New genetic data is giving new life to the hypothesis of a zoonotic origin of the Covid-19 pandemic, documenting DNA traces of raccoon dogs, civets and other mammals in a market in the Chinese city of Wuhan. These animals may have served as intermediate hosts in the transfer of SARS-CoV-2 from bats to humans.

The data was initially spotted on March 4 by French researcher Florence Débarre (CNRS) on the Gisaid international genomic database, but it was only a few days later that she realized their importance, as she told several newspapers. Posted online by researchers at the Chinese Center for Disease Control and Prevention (CDC) in late January, the sequences involved samples taken in early 2020 in Wuhan's Huanan market.
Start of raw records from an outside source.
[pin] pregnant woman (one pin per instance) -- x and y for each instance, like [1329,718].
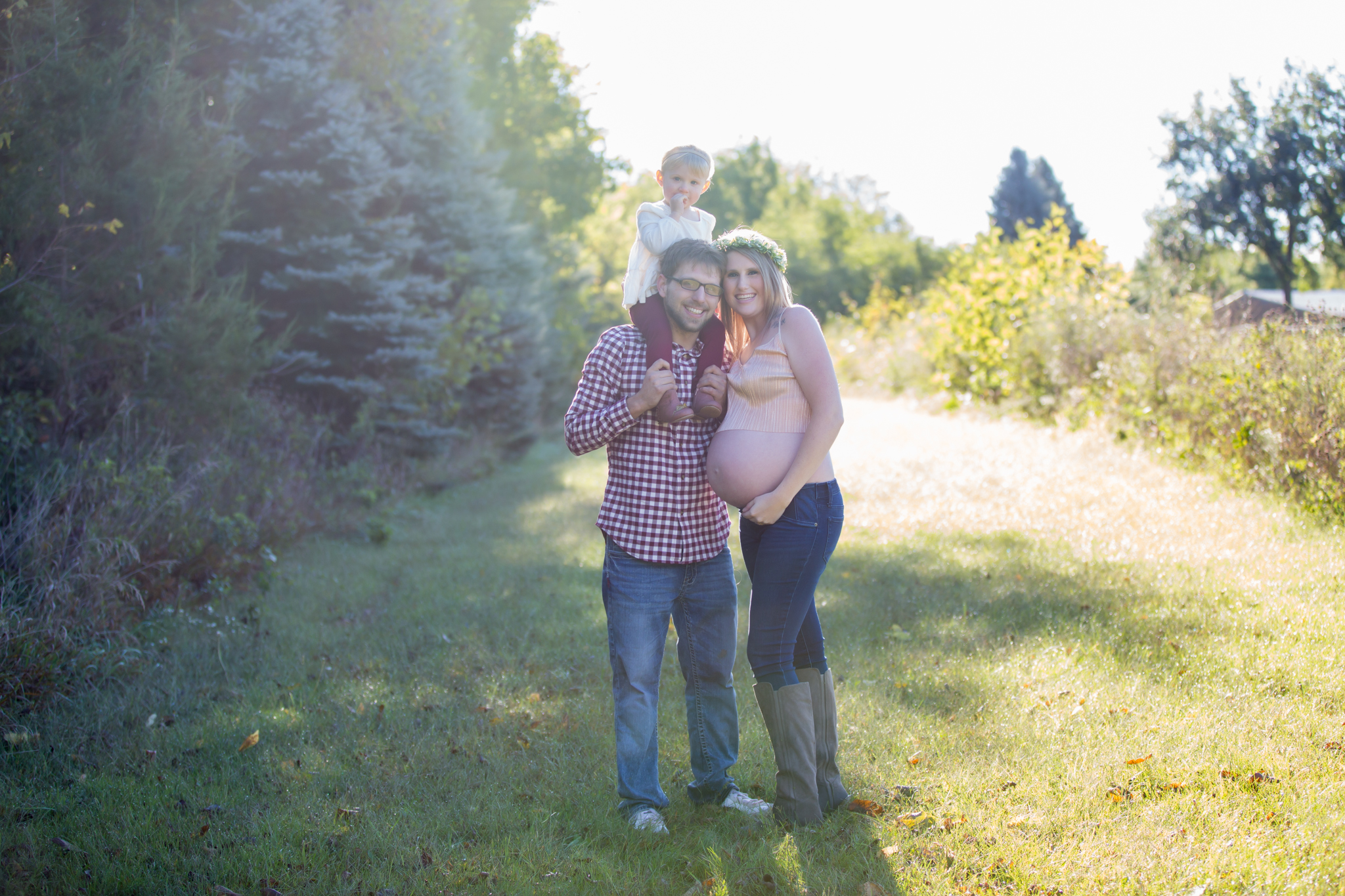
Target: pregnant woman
[771,458]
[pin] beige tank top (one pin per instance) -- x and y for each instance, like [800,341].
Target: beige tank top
[764,395]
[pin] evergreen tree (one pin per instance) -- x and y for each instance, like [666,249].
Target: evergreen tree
[1025,194]
[374,234]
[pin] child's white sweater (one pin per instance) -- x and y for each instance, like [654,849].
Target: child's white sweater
[658,232]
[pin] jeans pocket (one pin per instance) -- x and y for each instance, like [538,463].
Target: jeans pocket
[802,511]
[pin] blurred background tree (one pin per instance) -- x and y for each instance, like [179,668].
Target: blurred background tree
[1026,194]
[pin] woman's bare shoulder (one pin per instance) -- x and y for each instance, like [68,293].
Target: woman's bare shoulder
[799,320]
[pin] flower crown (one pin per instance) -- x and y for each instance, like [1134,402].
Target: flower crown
[744,238]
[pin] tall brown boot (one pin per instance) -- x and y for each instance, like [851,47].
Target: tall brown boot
[831,793]
[789,719]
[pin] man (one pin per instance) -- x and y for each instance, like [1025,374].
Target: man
[666,544]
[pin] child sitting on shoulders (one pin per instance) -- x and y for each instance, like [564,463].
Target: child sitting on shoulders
[684,175]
She shared her discovery with a group of virologists who had already analyzed clues suggesting that the pandemic originated from animal contamination at this market.
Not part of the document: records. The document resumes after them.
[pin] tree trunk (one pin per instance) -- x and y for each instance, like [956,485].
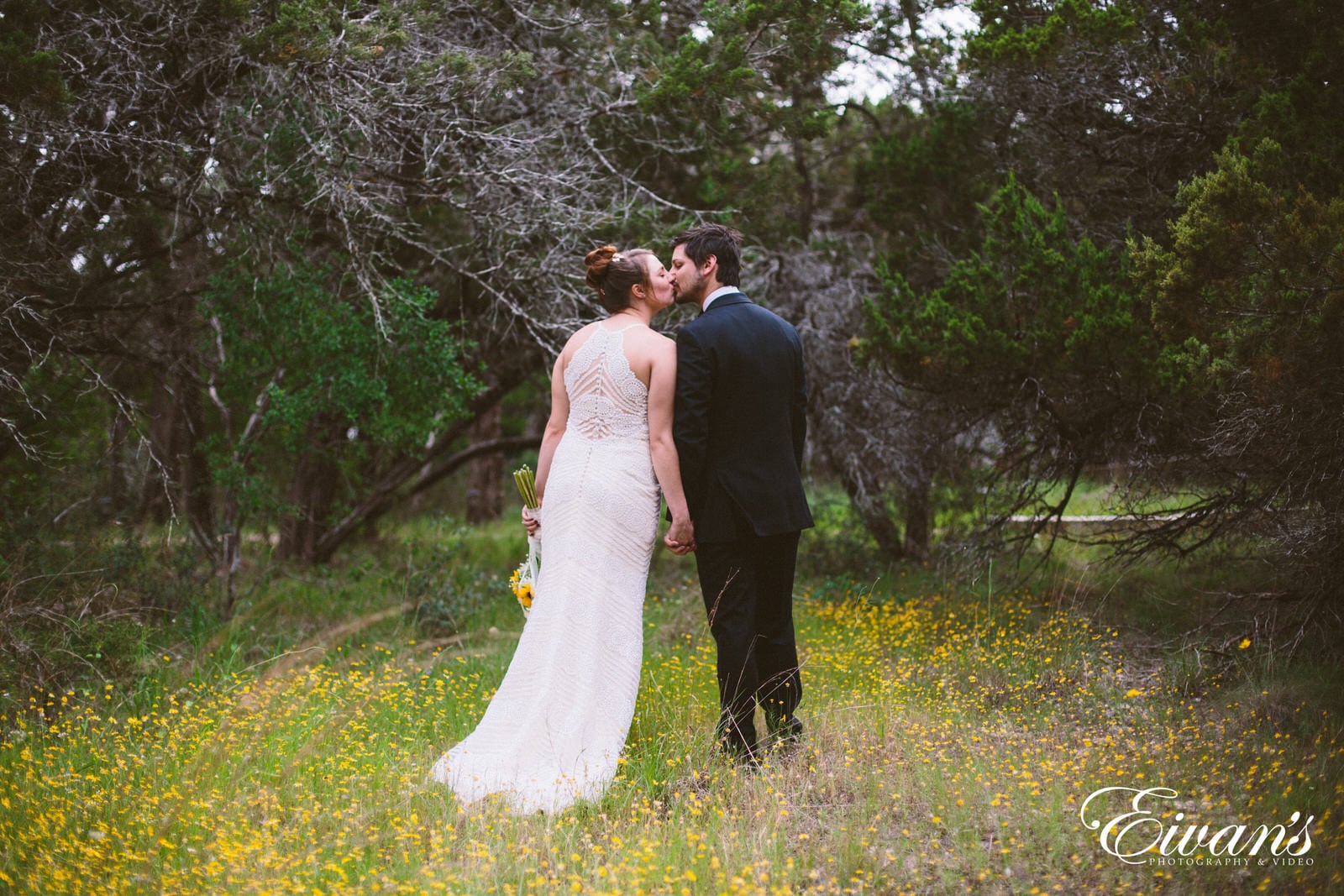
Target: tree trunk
[486,473]
[873,513]
[917,521]
[156,490]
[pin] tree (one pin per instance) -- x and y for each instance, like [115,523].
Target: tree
[1032,349]
[151,145]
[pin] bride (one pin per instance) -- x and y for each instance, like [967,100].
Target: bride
[555,727]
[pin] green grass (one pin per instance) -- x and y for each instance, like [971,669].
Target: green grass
[953,731]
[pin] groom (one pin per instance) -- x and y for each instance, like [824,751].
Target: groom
[739,429]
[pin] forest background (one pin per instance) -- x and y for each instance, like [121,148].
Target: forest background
[277,278]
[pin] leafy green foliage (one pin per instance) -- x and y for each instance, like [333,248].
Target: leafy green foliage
[340,375]
[1032,304]
[1249,295]
[1032,354]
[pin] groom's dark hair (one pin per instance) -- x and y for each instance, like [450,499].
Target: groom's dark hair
[722,242]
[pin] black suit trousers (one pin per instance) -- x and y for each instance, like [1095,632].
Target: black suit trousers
[748,587]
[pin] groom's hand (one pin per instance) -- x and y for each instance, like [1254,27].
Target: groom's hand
[680,537]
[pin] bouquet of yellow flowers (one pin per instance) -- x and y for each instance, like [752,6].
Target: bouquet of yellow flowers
[523,582]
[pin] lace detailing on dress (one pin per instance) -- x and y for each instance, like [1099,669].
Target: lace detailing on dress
[606,398]
[555,728]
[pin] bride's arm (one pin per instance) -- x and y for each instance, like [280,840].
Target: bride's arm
[665,464]
[554,426]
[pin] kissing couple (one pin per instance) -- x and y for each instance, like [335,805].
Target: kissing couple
[716,422]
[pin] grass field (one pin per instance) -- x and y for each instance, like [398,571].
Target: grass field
[954,728]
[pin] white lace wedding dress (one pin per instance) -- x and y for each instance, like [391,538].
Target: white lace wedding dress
[555,727]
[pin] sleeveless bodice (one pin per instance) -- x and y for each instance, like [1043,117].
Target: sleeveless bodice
[606,399]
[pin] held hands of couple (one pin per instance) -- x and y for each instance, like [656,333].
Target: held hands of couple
[680,537]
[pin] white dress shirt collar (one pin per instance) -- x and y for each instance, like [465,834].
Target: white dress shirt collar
[722,291]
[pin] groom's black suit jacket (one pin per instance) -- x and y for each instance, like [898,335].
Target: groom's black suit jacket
[739,421]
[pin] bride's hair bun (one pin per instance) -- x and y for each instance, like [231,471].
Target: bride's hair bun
[612,273]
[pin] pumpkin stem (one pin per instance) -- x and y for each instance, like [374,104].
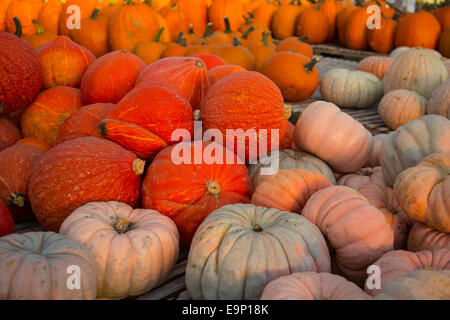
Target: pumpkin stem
[138,166]
[310,65]
[18,32]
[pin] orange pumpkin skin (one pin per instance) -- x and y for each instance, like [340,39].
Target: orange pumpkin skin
[93,87]
[424,191]
[420,29]
[245,100]
[294,74]
[17,163]
[84,122]
[63,62]
[9,132]
[186,73]
[188,192]
[289,189]
[44,117]
[100,171]
[358,232]
[143,121]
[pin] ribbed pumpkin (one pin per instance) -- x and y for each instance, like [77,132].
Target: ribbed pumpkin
[398,263]
[134,249]
[44,117]
[333,136]
[188,74]
[63,62]
[358,232]
[84,122]
[20,75]
[244,231]
[243,101]
[409,144]
[423,238]
[37,266]
[188,191]
[144,120]
[351,89]
[100,170]
[288,189]
[94,88]
[17,163]
[376,65]
[424,191]
[313,286]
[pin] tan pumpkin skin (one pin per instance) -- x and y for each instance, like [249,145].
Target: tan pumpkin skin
[333,136]
[358,232]
[313,286]
[423,238]
[398,107]
[33,266]
[409,144]
[418,285]
[272,243]
[440,100]
[398,263]
[134,249]
[416,70]
[351,89]
[424,191]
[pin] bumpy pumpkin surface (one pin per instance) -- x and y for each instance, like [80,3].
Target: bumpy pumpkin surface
[36,266]
[134,250]
[79,171]
[240,248]
[313,286]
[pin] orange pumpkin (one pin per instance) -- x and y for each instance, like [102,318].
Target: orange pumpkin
[44,117]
As first reported by The Atlantic, they soon discovered matches with the genome of the raccoon dog, a small carnivorous mammal resembling a raccoon, sold for its fur and meat. Science also mentions the presence of DNA from civets and other mammals. This work has not yet been made public, nor has the raw data behind it. But the World Health Organization (WHO) was informed of its existence on March 12. The UN body convened a meeting on Tuesday, March 14 of the commission studying the origin of the pandemic (SAGO), attended by the Chinese researchers who had made an initial analysis.
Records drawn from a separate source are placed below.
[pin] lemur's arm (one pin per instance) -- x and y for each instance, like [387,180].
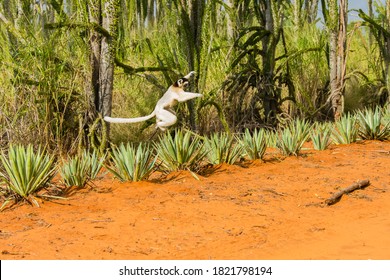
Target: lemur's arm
[184,96]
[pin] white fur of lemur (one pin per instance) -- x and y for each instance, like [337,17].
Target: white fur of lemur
[164,115]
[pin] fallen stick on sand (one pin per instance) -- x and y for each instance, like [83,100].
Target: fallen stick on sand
[337,196]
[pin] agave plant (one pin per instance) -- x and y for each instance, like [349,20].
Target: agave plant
[320,136]
[221,148]
[346,130]
[130,163]
[271,138]
[255,144]
[80,169]
[370,125]
[26,171]
[292,138]
[183,151]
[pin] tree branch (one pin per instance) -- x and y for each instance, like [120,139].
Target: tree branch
[131,70]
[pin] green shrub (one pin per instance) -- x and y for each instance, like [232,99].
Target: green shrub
[320,135]
[370,125]
[80,169]
[221,148]
[254,144]
[292,138]
[184,151]
[132,164]
[346,130]
[26,172]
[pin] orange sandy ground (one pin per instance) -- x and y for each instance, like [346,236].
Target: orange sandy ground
[263,210]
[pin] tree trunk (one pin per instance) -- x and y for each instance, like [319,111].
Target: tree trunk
[337,25]
[103,50]
[387,46]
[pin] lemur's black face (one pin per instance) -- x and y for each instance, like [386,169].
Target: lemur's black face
[181,83]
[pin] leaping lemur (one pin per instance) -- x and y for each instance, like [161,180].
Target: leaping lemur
[164,115]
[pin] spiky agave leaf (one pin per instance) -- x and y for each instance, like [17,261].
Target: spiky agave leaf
[292,138]
[370,125]
[320,136]
[131,163]
[183,151]
[346,130]
[254,144]
[26,172]
[221,148]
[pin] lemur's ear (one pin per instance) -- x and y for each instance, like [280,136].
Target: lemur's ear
[179,82]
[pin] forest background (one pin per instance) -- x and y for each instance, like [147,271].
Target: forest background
[66,63]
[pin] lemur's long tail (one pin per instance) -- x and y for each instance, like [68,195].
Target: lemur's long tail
[126,120]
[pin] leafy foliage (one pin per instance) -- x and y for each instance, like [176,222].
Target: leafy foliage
[80,169]
[26,171]
[183,151]
[346,130]
[130,163]
[254,144]
[320,135]
[292,138]
[221,148]
[370,125]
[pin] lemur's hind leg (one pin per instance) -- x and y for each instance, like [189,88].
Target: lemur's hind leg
[165,118]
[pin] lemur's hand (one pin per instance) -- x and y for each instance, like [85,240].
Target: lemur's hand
[189,75]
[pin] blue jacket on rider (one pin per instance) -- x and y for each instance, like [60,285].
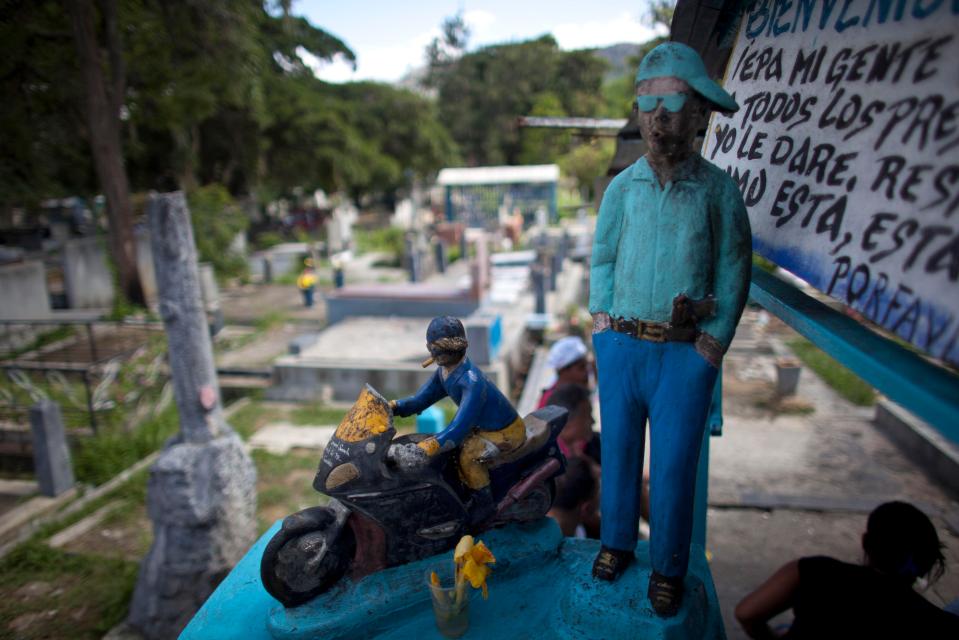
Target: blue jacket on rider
[481,404]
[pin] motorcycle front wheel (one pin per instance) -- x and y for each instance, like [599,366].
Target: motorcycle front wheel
[307,556]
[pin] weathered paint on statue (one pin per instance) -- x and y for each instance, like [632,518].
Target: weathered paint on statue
[484,415]
[669,280]
[397,500]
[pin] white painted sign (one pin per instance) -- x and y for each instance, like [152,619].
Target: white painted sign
[846,150]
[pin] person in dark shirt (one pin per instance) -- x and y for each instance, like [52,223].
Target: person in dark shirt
[833,599]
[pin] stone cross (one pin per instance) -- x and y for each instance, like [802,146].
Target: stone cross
[201,494]
[51,455]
George Gao (Chinese Academy of Sciences, ex-CDC) had mentioned the data in February 2022 in a non-peer-reviewed manuscript that concluded that Huanan market was not the origin of the pandemic but a distributor of it – supporting the official Chinese line that the virus had a foreign origin. The article states that the virus was not detected "in any of the samples covering 18 animal species in the market." It is still awaiting publication in the journal Nature, which requires the raw data to be made available. This may have been the motivation for putting these sequences online in Gisaid. The Chinese team removed them after the SAGO meeting.

Caution

Is the new data likely to put an end to the intense debate between the supporters of a zoonotic origin and those who believe in a leak from one of the laboratories studying the coronavirus in Wuhan is possible? Débarre did not wish to comment until the report she is working on with her colleagues is finalized. Michael Worobey (University of Arizona), who has collaborated on several studies pointing to the Wuhan market as the epicenter of the pandemic, also said he was waiting for their "forthcoming" publication to go into detail. Kristian Andersen (Scripps Research, La Jolla, California), who is also working on this report and has co-authored several papers ruling out a laboratory leak as the origin – called on his Chinese colleagues to make the Gisaid sequences available again and to collaborate on their analysis.